Dieser Ansicht von dem relativ komplexen und vermittelten Charakter des reinen Zeitbegriffs scheinen freilich auf den ersten Blick die Angaben zu widersprechen, die sich in der Grammatik „primitiver“ Sprachen über die „Zeitform des Verbum“ finden. Gerade den Sprachen der „Primitiven“ wird vielfach ein überraschender, für uns kaum faßbarer Reichtum an „Tempusformen“ nachgerühmt. Im Sotho werden von Endemann 38 affirmative Tempusformen, dazu 22 im Potential, 4 Formen im Optativ bezw.

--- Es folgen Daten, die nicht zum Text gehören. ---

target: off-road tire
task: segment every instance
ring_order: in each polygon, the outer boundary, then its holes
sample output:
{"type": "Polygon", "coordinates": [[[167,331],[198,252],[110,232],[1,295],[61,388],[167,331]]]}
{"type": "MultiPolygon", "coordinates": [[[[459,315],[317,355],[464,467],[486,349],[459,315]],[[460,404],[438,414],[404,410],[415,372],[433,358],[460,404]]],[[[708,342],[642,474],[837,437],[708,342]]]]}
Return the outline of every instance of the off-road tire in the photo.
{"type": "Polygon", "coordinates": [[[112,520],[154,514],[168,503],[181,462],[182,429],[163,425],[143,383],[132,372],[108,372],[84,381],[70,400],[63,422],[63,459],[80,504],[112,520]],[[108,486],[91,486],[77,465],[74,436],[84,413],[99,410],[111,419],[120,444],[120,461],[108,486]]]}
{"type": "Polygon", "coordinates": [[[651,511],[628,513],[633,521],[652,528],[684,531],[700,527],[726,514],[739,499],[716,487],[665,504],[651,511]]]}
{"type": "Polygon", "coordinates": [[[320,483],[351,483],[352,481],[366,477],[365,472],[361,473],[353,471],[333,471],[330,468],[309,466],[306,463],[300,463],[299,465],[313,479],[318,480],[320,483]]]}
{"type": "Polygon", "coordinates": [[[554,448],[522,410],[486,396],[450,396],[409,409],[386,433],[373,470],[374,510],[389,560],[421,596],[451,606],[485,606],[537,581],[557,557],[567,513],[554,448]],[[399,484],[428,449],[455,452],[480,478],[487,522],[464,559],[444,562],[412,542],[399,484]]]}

Final, eine große Zahl partizipialer Bildungen, 40 konditionale Formen u. and. angeführt; im Schambala sind nach der Grammatik von Roehl allein im Indikativ des Aktiv etwa 1000 Verbalformen zu unterscheiden[1]. Die Schwierigkeit, die hierin zu liegen scheint, löst sich indes, wenn man erwägt, daß es sich in solchen Unterscheidungen, nach den Angaben der Grammatiker selbst, um alles andere als um die Bestimmung eigentlich zeitlicher Nuancen handelt. Daß im Schambala gerade die zeitliche Grundnuance, der Gegensatz von Vergangenheit und Zukunft in keiner Weise entwickelt ist, hat sich bereits gezeigt – und für die sogen. „Tempora“ des Verbums in den Bantusprachen wird ausdrücklich hervorgehoben, daß sie nicht als strenge Zeitformen in dem Sinne zu betrachten seien, daß für sie lediglich die Frage des Früher oder Später in Betracht käme. Was die Fülle dieser Verbalformen ausdrückt, sind demnach nicht reine Zeitcharaktere der Handlung, sondern gewisse qualitative und modale Unterschiede, die an ihr gemacht werden. „Eine Zeitdifferenz“ – so betont z. B. Seler für das Verbum der Indianersprachen – „kommt durch verschiedene Partikeln oder durch Verbindung mit anderen Verben zustande, spielt aber bei weitem nicht die Rolle in der Sprache, die man nach den ausgeführten Konjugationsschematen der verschiedenen geistlichen Grammatiker vermuten sollte. Und weil die Tempusdifferenz etwas Unwesentliches und Akzessorisches ist, darum finden sich auch gerade in der Tempusbildung die größten Verschiedenheiten zwischen sonst eng verwandten Sprachen[2].“ Aber auch dort, wo


  1. [1] S. Roehl, Schambalagrammat., S. 111 ff., u. Meinhof, Vgl. Grammat. der Bantusprachen, S. 68, 75.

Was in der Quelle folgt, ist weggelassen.